Die fertigende Industrie ist außerdem auf Verbrauchsteile und vor allem Werkzeuge angewiesen, die sich abnutzen und regelmäßig nachgeliefert werden müssen. Bei CNC-Maschinen sind das unter anderem Fräser, Bohrer und Wendeschneidplatten. Diese hochwertigen Werkzeuge kommen von spezialisierten Werkzeugherstellern und in Verpackungen, bei der die Schutzfunktion und weniger die Nachhaltigkeit im Vordergrund stand. Der Werkzeughersteller Seco ist deshalb nun auf Produktverpackungen aus Recyclingmaterial umgestiegen. Der Zerspanungsspezialist hat angekündigt, bis 20230 eine 90-prozentige Kreislaufquote und bis 2050 Klimaneutralität zu erreichen. Die neu eingeführten Boxen für Wendeschneidplatten bestehen aus recyceltem Kunststoff, der zum Großteil in Privathaushalten als Verpackungsplastik entsorgt wurde. Im Jahr 2024 soll der Bedarf an fabrikneuem Kunststoff im Vergleich zu 122 Tonnen in 2021 um etwa 99 Tonnen beziehungsweise 81 Prozent gesenkt werden. Wie das Unternehmen betont, nimmt dabei die Dekarbonisierung der Lieferketten eine Schlüsselrolle ein. In die gleiche Kerbe schlägt der Mitbewerber Ceratizit. Um Versandverpackungen aus Kunststoff mit einem Rezyklatanteil von 100 Prozent anbieten zu können, arbeitet der Werkzeughersteller mit Rose Plastic zusammen, einem Weltmarktführer in der Herstellung von Kunststoffverpackungen für Werkzeuge.

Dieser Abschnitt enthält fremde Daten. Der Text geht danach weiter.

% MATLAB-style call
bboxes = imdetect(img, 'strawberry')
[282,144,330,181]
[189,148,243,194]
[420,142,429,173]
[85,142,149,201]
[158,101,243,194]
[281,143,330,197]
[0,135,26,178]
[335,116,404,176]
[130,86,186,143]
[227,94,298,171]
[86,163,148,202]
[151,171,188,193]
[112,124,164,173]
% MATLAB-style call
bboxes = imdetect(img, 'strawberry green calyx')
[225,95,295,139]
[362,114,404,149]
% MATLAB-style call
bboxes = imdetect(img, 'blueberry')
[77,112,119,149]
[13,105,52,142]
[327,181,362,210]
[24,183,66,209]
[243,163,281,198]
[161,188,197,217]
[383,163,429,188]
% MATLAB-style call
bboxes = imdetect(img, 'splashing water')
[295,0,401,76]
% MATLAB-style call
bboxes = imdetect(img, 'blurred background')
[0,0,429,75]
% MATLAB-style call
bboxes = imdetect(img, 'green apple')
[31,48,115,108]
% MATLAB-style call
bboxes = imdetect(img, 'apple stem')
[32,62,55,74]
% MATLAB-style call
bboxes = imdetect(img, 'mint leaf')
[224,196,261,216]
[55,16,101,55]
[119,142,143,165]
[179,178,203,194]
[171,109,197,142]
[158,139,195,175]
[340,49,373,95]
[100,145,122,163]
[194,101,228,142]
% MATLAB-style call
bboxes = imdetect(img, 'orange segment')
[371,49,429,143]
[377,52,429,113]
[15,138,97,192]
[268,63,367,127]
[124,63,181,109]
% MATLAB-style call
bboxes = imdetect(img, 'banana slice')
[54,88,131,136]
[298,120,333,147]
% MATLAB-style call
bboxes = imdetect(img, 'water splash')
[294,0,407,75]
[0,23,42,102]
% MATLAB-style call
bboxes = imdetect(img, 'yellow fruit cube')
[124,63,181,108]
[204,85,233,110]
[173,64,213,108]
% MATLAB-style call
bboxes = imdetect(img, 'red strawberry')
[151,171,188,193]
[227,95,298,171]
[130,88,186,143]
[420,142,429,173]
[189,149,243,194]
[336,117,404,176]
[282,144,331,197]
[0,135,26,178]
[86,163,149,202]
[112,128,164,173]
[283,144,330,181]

Die Elektroindustrie ist ebenso wie der Fahrzeug- und Maschinenbau auf hochwertige Elektronikteile angewiesen. Damit diese sicher ankommen, werden sie beispielsweise in Kartons mit zusätzlicher Schutz- und Primärverpackung auf den Weg gebracht. Hier lohnt es sich nach Materialalternativen und Möglichkeiten für die Reduktion des Verpackungsvolumens zu suchen. Denn durch die Verringerung des Volumens lassen sich die für den Transport anfallenden CO2-Emissionen drastisch senken.

 

Wiederverwendung und Reduktion für eine bessere Nachhaltigkeitsbilanz

Neben Rohstoffen und Werkzeugen benötigen produzierende Unternehmen verschiedenste Verbrauchsmaterialien und Produktionsmittel. So läuft ohne Schmier- und Reinigungsmittel in der Fertigung nichts. In der Metallverarbeitung müssen beispielsweise die Werkzeuge und bearbeiteten Teile konstant gekühlt werden. Diese speziellen Kühl- und Schmierstoffe werden meist in Fässern angeliefert. Eine Wiederverwendung der Gebinde ist bei diesen Produkten wie auch bei anderen chemischen Erzeugnissen nicht ganz so einfach. Der schwäbische Anbieter von Schmierstoffen, Druckfarben und Industriechemie, Zeller+Gmelin, hat sich deshalb die sogenannte Rekonditionierung gebrauchter Fässer und IBCs auf die Fahnen geschrieben. Hierbei werden die Gebinde gereinigt und wieder für den Gebrauch instand gesetzt. Auf diese Weise haben die Schmierstoffexperten allein im Jahr 2020 durch den Einsatz von rekonditionierten Verpackungen 3.608.448 Kilogramm CO2 im Vergleich zu Neuware gespart. Ein Vorteil, der sich auch in den Nachhaltigkeitsberichten der Kunden auszahlt.

 

Zulieferer und Kunden profitieren

Mit der Verabschiedung der CSRD-Berichterstattung durch das Europäische Parlament rücken Nachhaltigkeitsberichte und umweltfreundlichere Lieferketten noch stärker in den Fokus produzierender Unternehmen. In Deutschland haben Branchen wie der Fahrzeugbau und Maschinenbau begonnen, umweltbewusstere Praktiken umzusetzen. Durch die Reduktion der Verpackungsmenge, Einsatz von Rezyklat und Wiederverwendung können Ausstatter und Zulieferer ihre eigene CO2- und Nachhaltigkeitsbilanz verbessern und ihre Kunden auf dem Weg zur Klimaneutralität unterstützen.